Lets talk about poaching the eggs, first.  I grew up making poached eggs in one of those handy dandy “cups that fit over a skillet of water” thing a ma jigs.

Those work great… despite the occasional discrepancy in uneven cooking, and the awkward shape that pops out of the cup when your done.  It’s not the ideal contraption when making an open faced breakfast sandwich.  So, lets learn to really poach an egg…

Poaching is: the process of gently simmering food in liquid.  So essentially, those contraptions we were talking about, aren’t really poaching the eggs, because they are never “in” the simmering liquid!  Its intimidating to just go cracking an egg into some hot water.  The good news, is that eggs are still relatively cheap.  (I just bought 5 dozen for $6.00!)  So if you ruin a few, don’t sweat it!  Take some time to practice poaching and get comfortable with the technique.

Step 1:  Add water and a splash of white vinegar to a pot and bring it to a simmer.  (Just when you see small bubbles forming.)  Try to maintain this temperature.  This in itself may be a difficult task as you might have some “getting used to” with the temperature setting of your stove top!  Why the vinegar?  It actually helps the whites of the egg to start to solidify.  You need all the help you can get when cooking at this low temperature.  You want the yolk to stay intact, but the whites to cook around it.

Step 2:  Add the egg into the simmering water.  Don’t just go cracking it straight in your first time.  A heavy plop in the water is no good.  Try cracking the egg into a ladle, then gently and slowly letting it slip into the water.  You’ll probably see some of the whites stream off the the egg and float around in your simmering water.  Thats fine, the bulk of the egg will stay together.  Let the egg cook for about 3 minutes.  With a slotted spoon, gently scoop the egg up and give it a slight jiggle in the water.  You’ll be able to see what is solid and what is still liquidy.  The yolk should jiggle, but there should be little to no movement from the whites.

Step 3: Gently remove the egg from the water with the slotted spoon and set on a plate to drain off any excess water.  You don’t want to put it straight onto the bread and then have a soggy mess.

I would recommend, starting out, that you cook only 1 egg at a time.  Give it your full attention, then move on to the next and it give it the same tender love and care!  It’s easy to get overwhelmed with lots of eggs in the water, and if your spending time, gently introducing them to the water, the cook time, might be slightly different for each egg…

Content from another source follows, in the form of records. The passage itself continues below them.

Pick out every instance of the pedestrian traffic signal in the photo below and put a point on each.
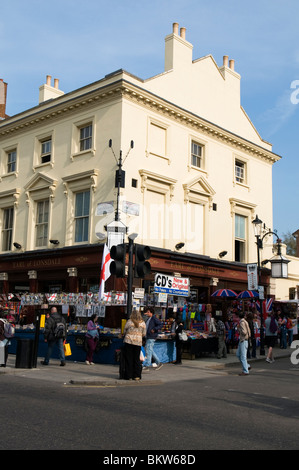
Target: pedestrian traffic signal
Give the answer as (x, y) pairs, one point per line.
(142, 267)
(118, 266)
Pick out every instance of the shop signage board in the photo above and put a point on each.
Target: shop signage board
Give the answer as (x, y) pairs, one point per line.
(172, 285)
(252, 276)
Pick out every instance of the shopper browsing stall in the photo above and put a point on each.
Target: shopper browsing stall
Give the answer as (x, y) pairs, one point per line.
(134, 331)
(92, 338)
(153, 325)
(244, 332)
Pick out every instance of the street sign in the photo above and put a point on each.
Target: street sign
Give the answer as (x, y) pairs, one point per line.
(252, 276)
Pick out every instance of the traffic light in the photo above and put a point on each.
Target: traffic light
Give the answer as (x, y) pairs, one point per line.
(142, 267)
(120, 176)
(118, 266)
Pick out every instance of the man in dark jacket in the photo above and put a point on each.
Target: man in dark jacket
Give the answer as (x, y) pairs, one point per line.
(55, 333)
(153, 325)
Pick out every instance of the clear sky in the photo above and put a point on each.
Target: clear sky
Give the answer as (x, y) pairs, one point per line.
(80, 42)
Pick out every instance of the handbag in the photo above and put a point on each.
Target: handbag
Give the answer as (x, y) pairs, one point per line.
(67, 349)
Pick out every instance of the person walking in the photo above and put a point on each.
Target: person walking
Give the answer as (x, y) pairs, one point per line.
(55, 333)
(282, 323)
(134, 331)
(7, 332)
(92, 338)
(244, 335)
(153, 325)
(271, 326)
(290, 331)
(221, 334)
(179, 326)
(251, 352)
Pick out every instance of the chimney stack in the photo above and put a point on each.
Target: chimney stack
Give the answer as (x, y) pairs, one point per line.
(3, 95)
(178, 51)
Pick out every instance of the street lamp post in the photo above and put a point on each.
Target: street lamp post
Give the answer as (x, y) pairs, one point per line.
(279, 266)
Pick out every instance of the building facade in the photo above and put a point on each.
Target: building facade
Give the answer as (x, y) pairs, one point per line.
(196, 176)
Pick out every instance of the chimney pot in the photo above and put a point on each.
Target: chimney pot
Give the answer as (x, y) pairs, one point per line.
(175, 27)
(183, 33)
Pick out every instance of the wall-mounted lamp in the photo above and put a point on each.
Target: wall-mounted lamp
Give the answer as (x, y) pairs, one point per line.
(180, 245)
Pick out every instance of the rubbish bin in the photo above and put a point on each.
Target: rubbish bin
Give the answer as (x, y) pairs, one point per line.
(24, 355)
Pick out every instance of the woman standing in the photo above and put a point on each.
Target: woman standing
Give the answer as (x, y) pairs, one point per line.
(134, 331)
(92, 338)
(178, 342)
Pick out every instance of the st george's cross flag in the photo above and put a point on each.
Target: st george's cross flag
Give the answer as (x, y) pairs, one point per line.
(105, 271)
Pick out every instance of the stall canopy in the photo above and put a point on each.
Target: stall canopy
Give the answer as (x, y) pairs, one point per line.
(248, 294)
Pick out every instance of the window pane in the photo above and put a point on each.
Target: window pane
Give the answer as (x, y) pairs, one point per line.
(196, 154)
(7, 229)
(85, 137)
(42, 217)
(11, 161)
(82, 216)
(239, 226)
(79, 205)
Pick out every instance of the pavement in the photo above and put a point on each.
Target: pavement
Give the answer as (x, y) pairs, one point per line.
(79, 374)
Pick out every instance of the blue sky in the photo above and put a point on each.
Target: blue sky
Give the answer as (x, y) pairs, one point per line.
(80, 42)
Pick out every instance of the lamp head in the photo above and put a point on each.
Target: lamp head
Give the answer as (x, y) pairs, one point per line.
(180, 245)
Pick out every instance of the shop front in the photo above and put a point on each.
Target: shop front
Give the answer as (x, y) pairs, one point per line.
(69, 278)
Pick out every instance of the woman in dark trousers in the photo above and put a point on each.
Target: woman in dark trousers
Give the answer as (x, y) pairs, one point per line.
(178, 341)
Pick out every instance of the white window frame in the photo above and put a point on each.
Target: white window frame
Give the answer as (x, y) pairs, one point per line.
(39, 153)
(73, 184)
(196, 156)
(45, 151)
(12, 162)
(78, 141)
(78, 218)
(241, 240)
(41, 225)
(240, 171)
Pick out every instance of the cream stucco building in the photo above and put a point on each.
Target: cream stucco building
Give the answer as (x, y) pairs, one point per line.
(198, 172)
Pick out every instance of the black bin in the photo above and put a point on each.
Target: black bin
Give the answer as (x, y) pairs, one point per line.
(24, 356)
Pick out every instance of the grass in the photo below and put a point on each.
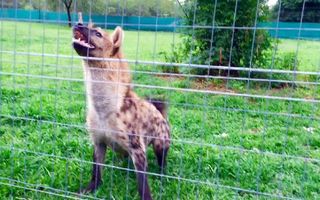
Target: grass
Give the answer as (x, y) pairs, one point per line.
(220, 143)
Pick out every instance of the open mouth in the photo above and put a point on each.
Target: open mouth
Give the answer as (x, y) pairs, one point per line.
(81, 39)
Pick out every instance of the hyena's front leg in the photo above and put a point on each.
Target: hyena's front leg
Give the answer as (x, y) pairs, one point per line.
(138, 155)
(98, 160)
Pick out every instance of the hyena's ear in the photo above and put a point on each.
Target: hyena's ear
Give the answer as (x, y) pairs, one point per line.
(90, 24)
(117, 37)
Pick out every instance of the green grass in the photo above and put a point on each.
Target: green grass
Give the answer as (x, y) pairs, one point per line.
(44, 145)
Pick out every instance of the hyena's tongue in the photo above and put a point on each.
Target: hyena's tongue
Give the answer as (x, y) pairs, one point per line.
(78, 35)
(80, 21)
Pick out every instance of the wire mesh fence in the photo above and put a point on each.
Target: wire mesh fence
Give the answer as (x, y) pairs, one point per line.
(244, 131)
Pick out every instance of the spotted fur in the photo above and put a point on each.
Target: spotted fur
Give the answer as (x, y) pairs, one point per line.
(116, 117)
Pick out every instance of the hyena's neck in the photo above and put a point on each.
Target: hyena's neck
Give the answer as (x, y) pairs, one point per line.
(106, 86)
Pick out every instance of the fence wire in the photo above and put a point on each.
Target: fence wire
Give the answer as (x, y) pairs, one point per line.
(233, 137)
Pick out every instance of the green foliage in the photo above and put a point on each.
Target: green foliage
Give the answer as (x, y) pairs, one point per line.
(218, 44)
(219, 120)
(291, 11)
(171, 57)
(162, 8)
(280, 61)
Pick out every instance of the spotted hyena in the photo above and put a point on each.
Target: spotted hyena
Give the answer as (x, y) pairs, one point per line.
(116, 117)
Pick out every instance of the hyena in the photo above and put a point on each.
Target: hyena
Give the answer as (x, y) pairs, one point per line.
(116, 117)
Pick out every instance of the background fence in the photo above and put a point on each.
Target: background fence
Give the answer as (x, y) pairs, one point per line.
(285, 29)
(253, 134)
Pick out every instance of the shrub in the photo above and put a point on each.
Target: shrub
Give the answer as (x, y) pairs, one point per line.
(212, 45)
(281, 61)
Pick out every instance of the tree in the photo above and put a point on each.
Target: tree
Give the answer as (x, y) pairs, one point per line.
(212, 39)
(291, 11)
(67, 4)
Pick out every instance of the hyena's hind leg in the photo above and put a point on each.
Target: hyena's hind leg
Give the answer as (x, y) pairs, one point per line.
(98, 160)
(161, 147)
(139, 158)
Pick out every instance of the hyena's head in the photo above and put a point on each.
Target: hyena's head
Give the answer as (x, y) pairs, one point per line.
(95, 42)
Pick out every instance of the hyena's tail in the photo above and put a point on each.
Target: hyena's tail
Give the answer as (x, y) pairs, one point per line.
(160, 105)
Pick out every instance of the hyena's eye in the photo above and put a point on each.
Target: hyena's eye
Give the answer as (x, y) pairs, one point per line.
(98, 34)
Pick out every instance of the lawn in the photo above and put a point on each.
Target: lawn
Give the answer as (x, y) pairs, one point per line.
(223, 146)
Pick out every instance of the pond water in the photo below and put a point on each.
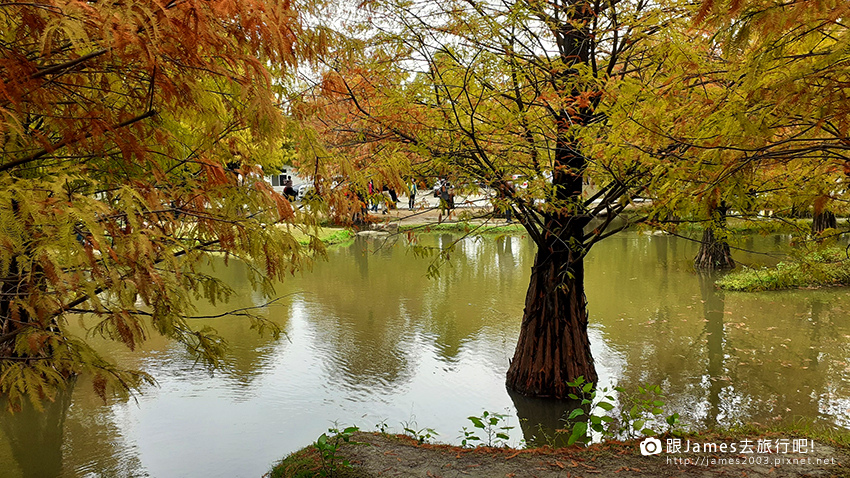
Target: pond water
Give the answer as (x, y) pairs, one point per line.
(370, 340)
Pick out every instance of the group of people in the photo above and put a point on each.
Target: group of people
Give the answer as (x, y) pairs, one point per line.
(387, 197)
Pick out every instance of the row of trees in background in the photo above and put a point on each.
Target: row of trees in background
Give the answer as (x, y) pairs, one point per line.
(133, 138)
(707, 110)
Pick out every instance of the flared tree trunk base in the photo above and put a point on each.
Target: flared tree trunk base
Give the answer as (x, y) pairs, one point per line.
(553, 346)
(714, 254)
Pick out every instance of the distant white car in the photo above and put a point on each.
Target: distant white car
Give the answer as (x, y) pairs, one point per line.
(302, 190)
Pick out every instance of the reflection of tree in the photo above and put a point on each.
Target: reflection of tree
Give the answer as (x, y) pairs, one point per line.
(373, 312)
(541, 419)
(35, 437)
(713, 310)
(245, 358)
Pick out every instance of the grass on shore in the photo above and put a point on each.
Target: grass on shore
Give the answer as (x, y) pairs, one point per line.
(824, 268)
(329, 235)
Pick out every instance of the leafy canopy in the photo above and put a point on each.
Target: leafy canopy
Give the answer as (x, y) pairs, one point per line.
(133, 137)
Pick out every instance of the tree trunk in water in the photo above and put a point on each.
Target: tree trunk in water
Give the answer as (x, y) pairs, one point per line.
(553, 346)
(822, 221)
(714, 253)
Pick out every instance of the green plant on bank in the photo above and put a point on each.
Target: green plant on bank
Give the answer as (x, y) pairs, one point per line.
(637, 413)
(822, 267)
(328, 448)
(494, 425)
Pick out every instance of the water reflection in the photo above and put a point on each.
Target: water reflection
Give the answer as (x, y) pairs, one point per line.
(370, 338)
(31, 429)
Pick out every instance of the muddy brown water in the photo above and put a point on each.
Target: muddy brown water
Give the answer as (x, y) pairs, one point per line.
(371, 341)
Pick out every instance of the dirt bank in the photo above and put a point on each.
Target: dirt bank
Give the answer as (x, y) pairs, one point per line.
(380, 455)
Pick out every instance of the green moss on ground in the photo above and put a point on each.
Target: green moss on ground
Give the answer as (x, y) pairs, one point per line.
(824, 268)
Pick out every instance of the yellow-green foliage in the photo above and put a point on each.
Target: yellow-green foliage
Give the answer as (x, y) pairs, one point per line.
(132, 141)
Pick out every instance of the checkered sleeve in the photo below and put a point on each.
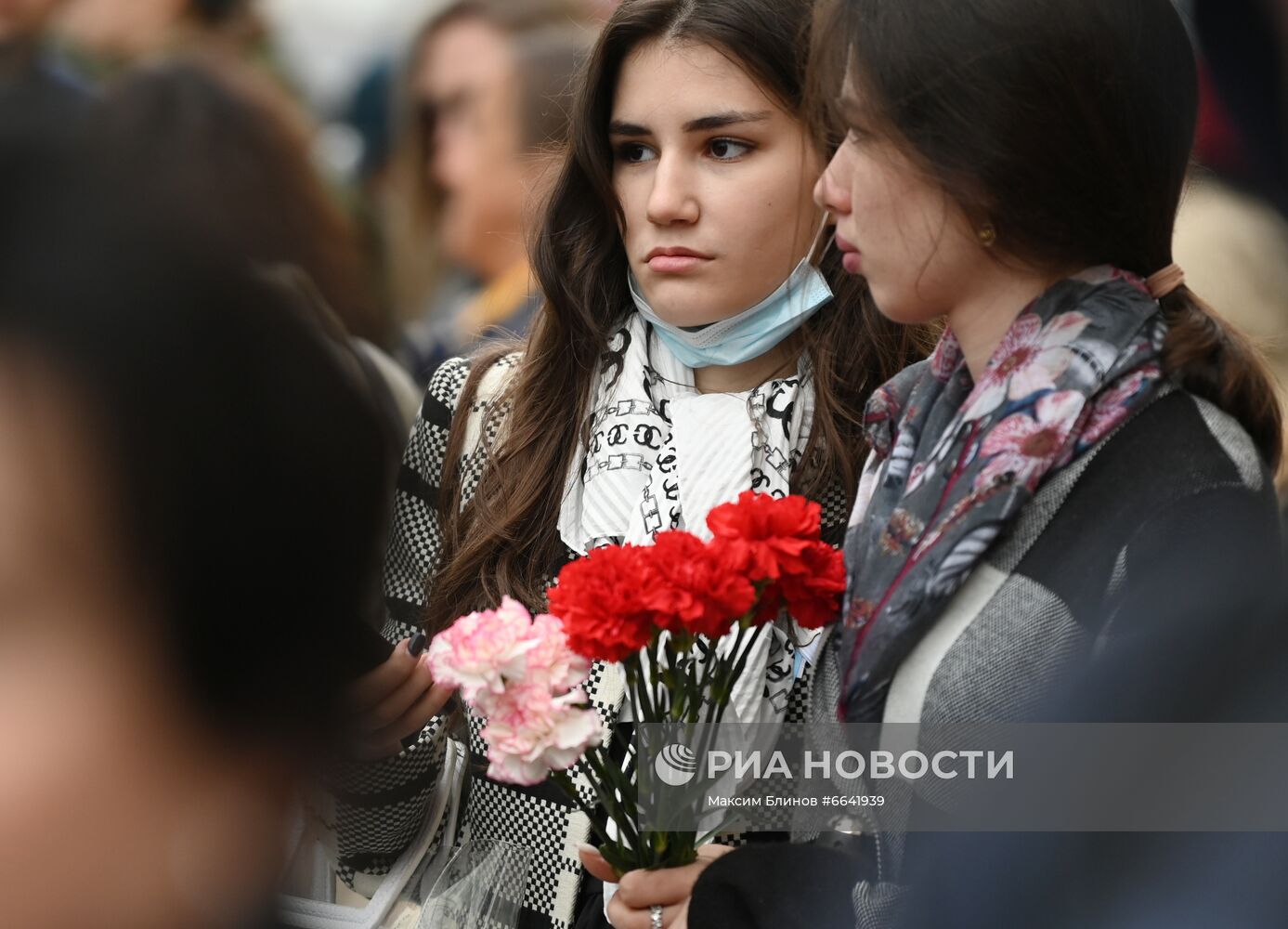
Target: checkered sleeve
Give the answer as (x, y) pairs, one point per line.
(382, 805)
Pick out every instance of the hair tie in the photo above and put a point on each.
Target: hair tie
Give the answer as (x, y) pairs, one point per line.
(1164, 282)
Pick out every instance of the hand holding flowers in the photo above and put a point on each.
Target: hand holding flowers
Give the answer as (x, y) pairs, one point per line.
(681, 616)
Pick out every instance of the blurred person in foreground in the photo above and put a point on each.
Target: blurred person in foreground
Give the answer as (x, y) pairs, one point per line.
(1231, 233)
(26, 60)
(491, 84)
(174, 601)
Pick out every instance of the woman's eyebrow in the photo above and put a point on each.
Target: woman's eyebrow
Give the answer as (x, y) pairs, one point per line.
(703, 124)
(619, 128)
(731, 117)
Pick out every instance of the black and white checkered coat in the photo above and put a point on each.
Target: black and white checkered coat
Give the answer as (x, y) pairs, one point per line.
(1174, 512)
(383, 805)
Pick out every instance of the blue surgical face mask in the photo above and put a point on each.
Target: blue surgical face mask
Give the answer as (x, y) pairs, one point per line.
(751, 333)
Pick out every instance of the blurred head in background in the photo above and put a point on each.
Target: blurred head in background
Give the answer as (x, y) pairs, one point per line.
(489, 85)
(126, 30)
(20, 20)
(190, 508)
(213, 139)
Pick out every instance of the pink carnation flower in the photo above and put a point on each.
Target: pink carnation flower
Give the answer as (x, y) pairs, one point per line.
(552, 658)
(481, 651)
(531, 733)
(522, 675)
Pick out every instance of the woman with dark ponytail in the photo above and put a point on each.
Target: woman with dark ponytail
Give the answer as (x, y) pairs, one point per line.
(1082, 470)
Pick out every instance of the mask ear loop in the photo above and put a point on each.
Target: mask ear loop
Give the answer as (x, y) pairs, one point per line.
(819, 247)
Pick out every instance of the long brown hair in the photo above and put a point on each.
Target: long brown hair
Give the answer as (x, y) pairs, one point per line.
(506, 540)
(1069, 126)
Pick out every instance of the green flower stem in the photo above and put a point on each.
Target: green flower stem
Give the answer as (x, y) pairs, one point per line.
(608, 848)
(606, 788)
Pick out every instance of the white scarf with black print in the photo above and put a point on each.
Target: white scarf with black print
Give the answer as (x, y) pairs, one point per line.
(662, 455)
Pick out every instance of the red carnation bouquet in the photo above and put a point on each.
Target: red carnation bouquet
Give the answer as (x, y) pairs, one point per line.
(658, 609)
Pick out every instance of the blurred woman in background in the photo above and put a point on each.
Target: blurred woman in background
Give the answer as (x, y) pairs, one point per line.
(489, 88)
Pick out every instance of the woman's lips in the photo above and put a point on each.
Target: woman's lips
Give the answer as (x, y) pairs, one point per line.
(675, 265)
(675, 260)
(852, 259)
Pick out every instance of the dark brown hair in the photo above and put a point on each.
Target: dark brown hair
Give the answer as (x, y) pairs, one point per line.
(506, 542)
(1069, 126)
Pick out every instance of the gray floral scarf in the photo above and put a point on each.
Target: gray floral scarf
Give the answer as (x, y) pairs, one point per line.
(955, 460)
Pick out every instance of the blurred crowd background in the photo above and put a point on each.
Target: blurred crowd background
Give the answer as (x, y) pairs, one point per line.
(182, 558)
(395, 150)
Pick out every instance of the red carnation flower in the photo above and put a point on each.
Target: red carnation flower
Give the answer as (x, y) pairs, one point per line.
(606, 602)
(814, 598)
(697, 593)
(764, 538)
(779, 542)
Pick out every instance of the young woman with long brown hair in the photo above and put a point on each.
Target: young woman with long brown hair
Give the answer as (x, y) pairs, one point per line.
(1079, 475)
(692, 346)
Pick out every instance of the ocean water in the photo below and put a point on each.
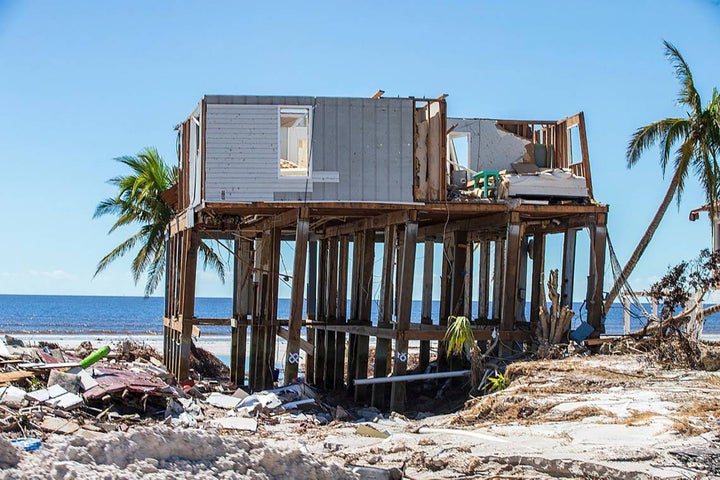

Okay, now on to the Hollandaise.  Hollandaise is a rich sauce made of egg yolks, lemon juice and butter.  So you can imagine, its tasty on other things too!  Seafood, steak, veggies.  The problem is this sauce is very fickle.  If you don’t blend well, or overheat the egg yolks, the sauce will break, and separate, which isn’t attractive at all.  I have made it several times, and still struggle to get consistent results.  But the blender method seems to work seamlessly every time!  Traditionally you would hand whisk the egg yolks and lemon juice, in a double boiler while slowly adding melted butter.  The number 1 problem with this method, for me, is that I am not that coordinated.  Number 2, I am impatient when it comes to whisking… my arms get tired!  So, through it in a blender!  No, seriously, though it in a blender…

Melt 1 stick of butter in a skillet.  Meanwhile put 3 egg yolks in a blender with 1 tbsp lemon juice, some salt and pepper.  Blend the yolks together.  While the blender is on, slowly pour the melted butter in.  Let it continue to blend and turn into a thick creamy sauce!  Pour it out and stir in some cayenne pepper (optional).  Use the sauce while it’s warm.  As it cools, it will start to thicken.  To reuse this sauce, don’t microwave it!  Stir in a little hot water!

Now assemble those Benedicts!  Use toasted english muffins, or just plain toast on the bottom.  Warm some Canadian bacon/ham on a skillet, and top the bread.  Then place the eggs, and spoon on the hollandaise! Garnish with some green onion or a sprinkle of cayenne pepper.  YUM!